Rien de tel que d'aller au théâtre un après-midi de semaine et de se retrouver en compagnie de hordes d'ados en folie tous à la Maison Théâtre pour voir Je suis William de Rébecca Déraspe. Les hordes d'ados en folie ont manifesté une remarquable écoute et ont applaudi frénétiquement à la fin de la représentation, tout pour vous redonner foi en l'humanité.

Il faut dire que cette pièce, écrite avec justesse et tendresse, est une délicieuse proposition. Soulignons que Rébecca Déraspe a obtenu des prix de l'AQCT pour Gamètes (meilleur texte) en 2017 et pour ce Je suis William (meilleure pièce jeune public) en 2018. Ce qui n'est pas rien. Je n'avais pas vu Je suis William lors de la création l'année dernière, j'ai donc assisté à la reprise et je ne puis qu'être totalement en accord avec mes distingués collègues de l'AQCT qui lui ont décerné ce prix.

La pièce couvre plusieurs thèmes, plusieurs sphères: on y parle de Shakespeare, de l'époque élisabéthaine, de la langue et de l'écriture, de l'inspiration issue de la perte, de la douleur, de l'absence et surtout de la condition sociale des femmes. Accusées de sorcellerie si elles osaient savoir lire et écrire, elles sont réduites au rôle de servantes. Il n'est pas mauvais de se rappeler que ça ne fait qu'une cinquantaine d'années à peine que les filles ont accès à l'éducation en Occident. Merci le féminisme.

L'idée de départ est que William Shakespeare avait une sœur, plus brillante, plus créative que lui, et que c'est elle qui aurait écrit les pièces remarquables que nous allons encore voir avec un plaisir toujours renouvelé.

Plus de cinq mille livres ont été publiés à ce jour, insistant sur le fait que Shakespeare n'est pas l'auteur de ses pièces. Des exégètes, autres érudits et aussi quelques personnes très bizarres, ont avancé les noms de Francis Bacon, d'Edward de Vere, Comte d'Oxford, de Christopher Marlowe, de Sir Walter Raleigh et même d'Elizabeth 1 comme auteurs de Hamlet et de Macbeth.

Rébecca Déraspe situe donc sa pièce dans une tradition bien ancrée. Mais la fin de la pièce désamorce finement cette théorie, puisque Shakespeare n'avait pas de sœur. Rébecca Déraspe s'inscrit cependant ainsi dans la lignée de Virginia Woolf qui a écrit sur cette hypothèse.

Je suis William est une pièce merveilleuse, pleine d'humour, de finesse et de plusieurs vérités bien assénées.
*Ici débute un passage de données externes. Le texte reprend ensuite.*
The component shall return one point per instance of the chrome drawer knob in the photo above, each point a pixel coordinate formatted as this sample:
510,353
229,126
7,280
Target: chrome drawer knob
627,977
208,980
Le sexisme du père est révoltant, la soumission de la mère (illettrée, enceinte et presque pieds nus dans sa cuisine) campe bien l'époque; William, plein de charme, mais qui désire plutôt être acteur que d'écrire des chefs-d'œuvre, est attachant tout plein et Margareth, la sœur remplie d'une ardeur sans remède, amoureuse des mots et des métaphores, nous touche au-delà de tout. La mise en scène de Sylvain Scott met en exergue la qualité du texte et les émotions ressenties par les personnages pour un résultat fascinant.

Les comédiens ne sont pas en reste: Édith Arvisais (Margareth) est la voix des femmes qui parle silencieusement à voix haute; Simon Labelle-Ouimet (William) vit ses contradictions tout en voulant aider cette sœur qu'il sait supérieure à ce qu'il est; et Renaud Paradis incarne le père, la mère, un mécène et une désopilante Elizabeth 1 avec fougue et talent. Un musicien sur scène complète cette étincelante distribution.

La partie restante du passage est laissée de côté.